Contoh : Rini menyerahkan kepada gurunya laporan yang kurang rapi, guru memarahi Rini karena tidak memperhatikan kerapian laporan itu dan mengatakan bahwa laporan yang tidak rapi tersebut sulit dibaca, dan menyuruh Rini untuk mengulanginya kembali (hukuman). Untuk laporan-laporan selanjutnya Rini lebih memperhatikan kerapian laporannya (frekwensi tingkah laku yang mendapatkan hukuman itu menurun).

4. Penghilangan ganjaran
Penghilangan penguat adalah menahan (tidak lagi memberikan) ganjaran yang diharapkan akan diberikan seperti yang sudah-sudah (menahan pemberian penguat positif). Penghilangan ini menghasilkan penurunan frekwensi tingkah laku yang semula mendapat penguatan.
Contoh : Susi laporanlaporan sebelumnya memperoleh pujian dari guru. Kali ini guru menerima laporan itu, setelah dibaca dikembalikan tanpa komentar apa-apa (menahan pemberian penguat positif). Untuk laporan-laporan Susi berikutnya menjadi kurang rapi (frekwensi tingkah laku yang telah dikuatkan menurun).

5. Penundaan ganjaran
Penundaan merupakan tidak jadi memberikan ganjaran atau pengecualian pemberian ganjaran untuk siswa tertentu. Penundaan seperti ini menurunkan frekwensi penguatan dan menurunkan frekwensi tingkah laku.
Contoh : Para siswa dikelas Ibu Elly (guru bahasa Inggris) yakin bahwa guru mereka itu akan menyelenggarakan permainan kata-kata (word game). Jika para siswa mengerjakan tugas dengan baik, permainan itu amat digemari oleh siswa.
Ternyata siswa-siswa memang mengerjakan tugas dengan baik kecuali Jayeng, Ibu Elly mengatakan bahwa Jayeng tidak diperkenankan untuk ikut serta dalam permainan itu dan duduk terpisah dari kelompoknya (mengecualikan pemberian ganjaran untuk siswa yang tertentu). Selanjutnya Jayeng mengerjakan tugas-tugasnya dengan baik.

- Klasifikasi Penguat
Penguat ini dapat pula digolongkan kepada dua klasifikasi besar yaitu sebagai berikut :
1).

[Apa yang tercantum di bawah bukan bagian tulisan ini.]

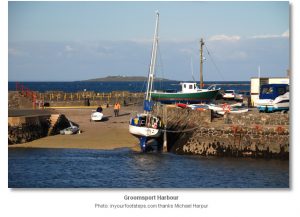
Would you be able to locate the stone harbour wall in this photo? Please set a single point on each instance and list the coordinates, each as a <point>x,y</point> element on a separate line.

Penguat Dasar, yaitu penguat yang tidak dipelajari dan sangat sangat diperlukan sekali bagi kelangsungan gidup, seperti makanan, air, dan udara yang segar.
2). Penguat Bersyarat, yaitu penguat yang dipelajari seperti pujian-pujian, kasih sayang, dan uang. Penguat bersyarat ini meliputi :
a). Penguat Sosial yaitu pemberian ganjaran terhadap tingkah laku tertentu oleh orang lain dalam kaitannya dengan suasana social seperti tepuk tangan, puji-pujian.
b). Penguat penghargaan yaitu jenis ganjaran yang merupakan tanda penghargaan, mungkin saja tanda penghargaan ini dapat ditukar dengan ganjaran yang nyata yang dapat bermanfaat seperti uang atau tanda tukar kebutuhan sekolah lainnya.
c). Penguat Kegiatan, yaitu jenis ganjaran berupa kesempatan untuk melakukan kegiatan tertentu seperti kesempatan berkreasi, membaca bebas di perpustakaan dan sebagainya.
- Penjadwalan Penguatan
Tentang kapan penguta itu diberikan juga penting. Tingkahlaku siswa yang dianggap baik perlu diteruskan, hendaklah diberikan penguat sesegera mungkin setelah tingkahlaku itu ditampilkan.
Tingkahlaku yang tidak diinginkan dari siswa perlu dihentikan, diberikan hukuman sesegera mungkin setelah tingkahlaku itu ditampilkan, tingkahlaku yang tidak segera diberikan penguat akan cenderung melemah dan tingkahlaku yang tidak baik segera diberikan hukuman akan cenderung berkembang (menguat).
Dengan demikian unsur waktu dalam pemberian penguatan dan hukuman adalah penting, “makin cepat makin baik,” merupakan kata-kata yang perlu diperhatikan bagi guru berkenaan dengan keefektifannya dalam mengelola kelas.
Ada dua macam penjadwalan penguat berkala, yakni sebagai berikut:
1. Penjadwalan Interval
Penjadwalan Interval adalah yang dilaksanakan oleh seseorang guru untuk memberikan penguat kepada siswa dalam jangka waktu tertentu, misalnya member penguat setiap jam.
2. Penjadwalan Rasio
Penjadwalan Rasio dilaksanakan oleh guru memberikan penguat kepada siswa setiap menampilkan kembali tingkah laku yang tidak baik, misalnya guru memberikan penguat pada setiap siswa yang telah menampilkan empat kali tingkahlaku yang dimaksud.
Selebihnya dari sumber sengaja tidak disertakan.